Our tendency to give Jesus second place is really a matter of trust. We do not trust Him to provide for us what we need. Therefore, we place the pursuit of those things above Jesus. Jesus tells us that we can trust our Heavenly Father. He is not a miser. He is not stingy with His grace and mercy. When we adjust our attitude to seek Jesus first in every situation, He will put everything else into order.
From attitude, we must move to action. The two go hand in hand. If we truly believe that Jesus loves us and cares about our needs, then we will begin to act differently. This means that we can go through our normal activities of life with a different perspective. Instead of seeing the things we do as an end in themselves, we can see them as a means of honoring and glorifying Jesus. Paul states this clearly and simply in Colossians 3:17. And whatever you do, whether in word or deed, do it all in the name of the Lord Jesus, giving thanks to God the Father through him. The way we live our daily lives matters to Jesus. He does not want us to withdraw and become hermits. He wants us to engage fully in life, with the purpose of transforming every situation for His glory. As Paul says in Ephesians 5:15-16. Be very careful, then, how you live--not as unwise but as wise, making the most of every opportunity, because the days are evil.
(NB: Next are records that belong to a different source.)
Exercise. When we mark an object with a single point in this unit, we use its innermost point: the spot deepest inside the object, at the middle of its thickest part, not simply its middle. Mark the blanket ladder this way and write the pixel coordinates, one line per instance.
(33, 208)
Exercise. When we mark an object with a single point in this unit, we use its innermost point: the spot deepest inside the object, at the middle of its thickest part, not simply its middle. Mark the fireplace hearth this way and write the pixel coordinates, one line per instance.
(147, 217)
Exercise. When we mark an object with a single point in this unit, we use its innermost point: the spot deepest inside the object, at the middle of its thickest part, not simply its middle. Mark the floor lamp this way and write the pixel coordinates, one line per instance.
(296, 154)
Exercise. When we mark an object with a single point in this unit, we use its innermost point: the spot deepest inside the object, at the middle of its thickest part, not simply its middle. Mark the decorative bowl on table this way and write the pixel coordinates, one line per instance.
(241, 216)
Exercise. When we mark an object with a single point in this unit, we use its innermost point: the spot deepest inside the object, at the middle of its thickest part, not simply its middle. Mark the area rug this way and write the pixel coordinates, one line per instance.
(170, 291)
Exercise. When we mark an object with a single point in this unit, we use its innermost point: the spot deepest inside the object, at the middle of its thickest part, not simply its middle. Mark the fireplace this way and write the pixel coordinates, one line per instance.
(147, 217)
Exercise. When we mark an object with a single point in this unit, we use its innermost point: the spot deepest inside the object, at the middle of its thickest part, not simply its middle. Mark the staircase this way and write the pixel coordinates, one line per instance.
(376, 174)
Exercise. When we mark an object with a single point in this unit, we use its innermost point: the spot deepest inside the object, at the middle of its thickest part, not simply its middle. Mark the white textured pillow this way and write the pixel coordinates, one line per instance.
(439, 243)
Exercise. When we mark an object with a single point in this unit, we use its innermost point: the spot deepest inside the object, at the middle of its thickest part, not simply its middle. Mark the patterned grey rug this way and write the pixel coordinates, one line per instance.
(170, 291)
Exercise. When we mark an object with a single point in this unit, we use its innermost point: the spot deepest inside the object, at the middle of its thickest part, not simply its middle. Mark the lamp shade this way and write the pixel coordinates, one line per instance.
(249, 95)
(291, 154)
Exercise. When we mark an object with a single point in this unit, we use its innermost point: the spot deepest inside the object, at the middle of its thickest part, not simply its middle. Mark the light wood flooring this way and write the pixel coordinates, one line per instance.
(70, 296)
The way that we give Jesus Gold Medal devotion is by living lives worthy of Jesus in all that we do. We don’t have to become outwardly religious to demonstrate the character of Christ in every aspect of our lives. We don’t have to put up a façade of perfection to live genuine, honest lives before others. We do not have to become syrupy pious to be genuinely compassionate.
Jesus deserves our Gold Medal devotion.
As a prisoner for the Lord, then, I urge you to live a life worthy of the calling you have received.